There have been numerous attempts to make a film of Dune. Chilean director Alejandro Jodorowsky famously tried and failed to adapt it for the screen in 1974, before auteur David Lynch took over and made a version that was released in 1984, to almost universal criticism, including Lynch’s own, who complained that the studio compromised his artistic vision. Now French-Canadian director Denis Villeneuve has made what many are calling the first true adaptation of the story, with a scope and splendor matching the depth of the book. Visually, Villeneuve’s Dune is a masterpiece; the detailed world-building, the majestic planetary vistas, the scale of the action sequences, everything, is immense. But perhaps the best thing about Dune is that it gets its inter-personal relationships right, and it makes you believe in and understand the mythology that underpins this civilization.

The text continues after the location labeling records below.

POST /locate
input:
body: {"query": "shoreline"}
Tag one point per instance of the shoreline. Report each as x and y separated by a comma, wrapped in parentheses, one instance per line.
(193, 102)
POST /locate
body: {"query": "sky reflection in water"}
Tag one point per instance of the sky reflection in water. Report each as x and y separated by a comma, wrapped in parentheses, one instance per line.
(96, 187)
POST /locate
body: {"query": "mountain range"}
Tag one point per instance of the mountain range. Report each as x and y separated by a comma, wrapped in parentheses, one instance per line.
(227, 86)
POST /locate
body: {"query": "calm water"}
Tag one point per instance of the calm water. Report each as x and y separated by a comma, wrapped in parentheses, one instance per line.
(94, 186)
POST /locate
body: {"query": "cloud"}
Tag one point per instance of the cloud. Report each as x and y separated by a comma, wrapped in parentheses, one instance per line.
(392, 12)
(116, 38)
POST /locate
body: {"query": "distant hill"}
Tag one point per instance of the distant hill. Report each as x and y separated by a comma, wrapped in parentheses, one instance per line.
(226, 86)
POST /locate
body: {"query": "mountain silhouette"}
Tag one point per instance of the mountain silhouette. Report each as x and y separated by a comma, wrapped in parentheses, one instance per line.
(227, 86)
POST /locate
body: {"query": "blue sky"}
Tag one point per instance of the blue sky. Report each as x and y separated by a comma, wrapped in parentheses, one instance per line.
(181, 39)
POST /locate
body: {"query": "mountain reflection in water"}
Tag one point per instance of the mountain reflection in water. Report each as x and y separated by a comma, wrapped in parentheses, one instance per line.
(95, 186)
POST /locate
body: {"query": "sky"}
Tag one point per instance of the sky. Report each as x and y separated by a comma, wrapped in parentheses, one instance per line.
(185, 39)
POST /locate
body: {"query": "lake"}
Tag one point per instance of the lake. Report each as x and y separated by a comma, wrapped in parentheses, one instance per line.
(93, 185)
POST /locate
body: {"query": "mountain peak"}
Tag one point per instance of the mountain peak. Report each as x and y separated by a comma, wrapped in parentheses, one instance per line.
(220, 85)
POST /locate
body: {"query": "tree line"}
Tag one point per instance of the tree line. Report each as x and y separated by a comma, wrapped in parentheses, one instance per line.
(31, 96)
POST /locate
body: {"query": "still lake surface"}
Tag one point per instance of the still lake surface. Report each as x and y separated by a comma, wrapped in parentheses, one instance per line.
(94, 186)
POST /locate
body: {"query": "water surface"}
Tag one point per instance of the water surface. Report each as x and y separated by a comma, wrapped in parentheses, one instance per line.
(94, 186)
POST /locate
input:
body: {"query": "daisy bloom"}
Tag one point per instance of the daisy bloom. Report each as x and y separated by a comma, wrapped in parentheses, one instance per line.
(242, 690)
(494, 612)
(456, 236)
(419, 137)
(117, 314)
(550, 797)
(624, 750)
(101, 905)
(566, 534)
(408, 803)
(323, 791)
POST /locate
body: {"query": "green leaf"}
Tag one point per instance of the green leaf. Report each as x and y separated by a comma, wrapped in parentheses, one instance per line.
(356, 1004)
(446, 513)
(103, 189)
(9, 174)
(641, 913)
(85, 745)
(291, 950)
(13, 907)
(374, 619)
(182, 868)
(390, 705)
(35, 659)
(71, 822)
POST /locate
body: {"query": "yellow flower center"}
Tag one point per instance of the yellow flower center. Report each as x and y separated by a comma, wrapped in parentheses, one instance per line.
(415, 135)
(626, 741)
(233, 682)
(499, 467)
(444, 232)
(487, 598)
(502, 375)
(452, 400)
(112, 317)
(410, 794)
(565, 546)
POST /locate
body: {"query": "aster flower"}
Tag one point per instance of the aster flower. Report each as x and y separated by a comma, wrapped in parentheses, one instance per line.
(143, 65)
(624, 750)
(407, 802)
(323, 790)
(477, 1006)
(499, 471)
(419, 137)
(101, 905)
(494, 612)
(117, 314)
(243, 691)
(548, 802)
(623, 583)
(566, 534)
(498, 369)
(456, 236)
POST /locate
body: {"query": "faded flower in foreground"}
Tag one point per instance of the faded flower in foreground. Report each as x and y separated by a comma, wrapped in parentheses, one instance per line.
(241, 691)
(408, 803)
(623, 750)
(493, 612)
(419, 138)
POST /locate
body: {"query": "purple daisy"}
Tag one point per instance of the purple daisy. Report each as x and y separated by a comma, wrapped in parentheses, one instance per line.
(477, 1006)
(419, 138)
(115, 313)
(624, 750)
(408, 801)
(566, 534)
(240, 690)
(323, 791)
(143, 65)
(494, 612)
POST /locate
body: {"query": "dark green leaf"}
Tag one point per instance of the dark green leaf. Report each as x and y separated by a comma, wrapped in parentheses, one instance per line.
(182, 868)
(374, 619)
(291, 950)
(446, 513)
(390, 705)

The galactic reach and power of the Emperor, the rivalry between the Atreides and the Harkonnens, the influence of the Bene Gesserit sisterhood, the plight of the Fremen, and the prophecy that is focused on Paul specifically, are all conveyed perfectly. And the film is cast impeccably too; Timothée Chalamet as the reluctant leader Paul Atreides, Rebecca Ferguson as Paul’s Bene Gesserit mother Lady Jessica, Oscar Isaac as Paul’s noble father Duke Leto Atreides, Stellan Skarsgård as the morbidly obese baron of House Harkonnen, and Zendaya as Chani, a young Fremen woman who haunts Paul’s dreams.
I could go on and on about all the other things about Dune that captivated me, but this is a review of the film’s music, which was written by Hans Zimmer. As someone who had been obsessed with Dune for much of his life, Zimmer turned down the opportunity to work with Christopher Nolan on Tenet so that he could work with Villeneuve on this film. What Zimmer came up with was one of the most abstract, challenging, unconventional scores of his entire career, something which at times sounds almost impossibly alien, but is anchored by something desperately human.
In an interview with Jon Burlingame for Variety, Zimmer says that there is “no orchestra anywhere in Dune … even something that sounds like brass could be an electric guitar or electric cello, manipulated electronically. Unusual woodwinds like the Armenian duduk or Scottish bagpipes occasionally peek through, but most sounds are from specially commissioned instruments and new synthesizer modules.” Part of his thinking was to get away entirely from the concept of a western orchestra and create things that were usually impossible for human musicians to play; one example he cites is taking the sound of a Tibetan long horn, running that sound through a sampler, and then manipulating that so that it was ultimately performed by a solo cello. In another interview, with Darryn King for the New York Times, Zimmer reveals that his longtime collaborator Pedro Eustache built a 21-foot horn and a “contrabass duduk,” a supersized version of the ancient Armenian woodwind instrument, while sound designer Chas Smith created a variety of metallic percussion instruments – including one made from an alloy used in cryogenic storage tanks – which he then scraped and hammered. These resultant sounds were then used to create the eerie, unearthly tone of the Arrakis desert and the spice that floats through the sand and dust.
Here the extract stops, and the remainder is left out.